These days, tattoos aren’t just found on gang members, bikers, or Angelina Jolie. You’ll walk into an office, a cafe, or just be on the bus, and it is guaranteed that a lot of the people around you will have some form of permanent body artwork inked into their skin. From being synonymous with rebellious and deviant behaviour, tattoos have become somewhat mainstream. In 2010, a survey revealed that 29 percent of men and women aged 16-44 years old in the UK have been inked. My entire student household have all been inked. More and more people are taking the painful step and enduring the agony of getting a tattoo, and I’ve read plenty of material which make various negative points: that tattoos are not the same anymore since everyone has one; that they don’t look good on women; that people’s career prospects are slim if they displace any form of tattoo in the workplace.
To me, getting a tattoo is an extremely individual decision. People get tattoos to commemorate loved ones, to celebrate life experiences, and sometimes they are there just to put a smile on your face when you roll out of bed. Yes, there are those that rush into tattoos when they are drunk on a beach in Thailand (I know of a handful of these cases), but, apart from that, I do not see a problem with tattoos becoming more popular. Yes, getting inked has bled its way into the mainstream of our 21st century culture, but so what?
Now, I am obviously not part of the motorcycle gang, Iʼve never been to prison, and I am unfortunately not half of Brangelina. However, I definitely am one of those people sitting next to you on the bus or in the queue at Starbucks. I’m a pretty normal girl with two small and discreet tattoos. The most important thing is that I absolutely love them.
Why did I get them, then? Well, as I said before, I strongly feel that they are an extremely personal venture. Some people are addicted to the actual process. The buzzing of the needle and the (well, what I thought) excruciating pain is a major factor for why people keep going back for more. I once met a lady who, apart from her face, had no “canvas” space left to feed her addiction. When asking her what the next step would be, she smiled and said, “Iʼll just have to get even more creative.” On seeing her next, she had completely changed her left arm sleeve from pin up girls and anchors to magnificent Japanese samurai, dragons and Koi carp.
I hated the process. My ribcage tattoo hurt more than bursting my eardrum and dislocating my knee, more than if both of those things happened at the same time. I got my tattoos for me. I know that sounds ridiculously clichéd but, in all honesty, that’s why I have them. I chose their designs, placement and size, and in that respect, they are quite private tattoos. “But why get a tattoo if you are just going to hide it?” “That was pointless, getting a tattoo and then hiding it for the rest of your life.”

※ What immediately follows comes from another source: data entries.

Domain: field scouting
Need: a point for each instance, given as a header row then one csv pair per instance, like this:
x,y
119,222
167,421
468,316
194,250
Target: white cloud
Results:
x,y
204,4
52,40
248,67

NO IT WAS NOT. Tattoos can be so personal and meaningful, and in the long run, the person who really has to end up loving it is not your mum, your boyfriend / girlfriend, or your gym instructor. It is you, at 80 years old, a bit wrinkled and leathery, playing profuse amounts of bingo. I know that I will get to that age and not regret my little inks. With my tattoos, I get to see them everyday, whenever I want (apart from on a bus, because whipping my top up on a Stagecoach may be a little weird), and that’s the way I like it. Even better, I get to pick and choose who gets to see them, and I personally love seeing their faces when they go, “OMG, you have a tattoo? Let me see!”
Tattoo work is art, self-expression and a life-long commitment. If someone’s inked with a Chinese character, Celtic symbol, or even a Manchester United badge, to that person, it means a hell of a lot. Plus, I think they look damn good on women. I know mine do.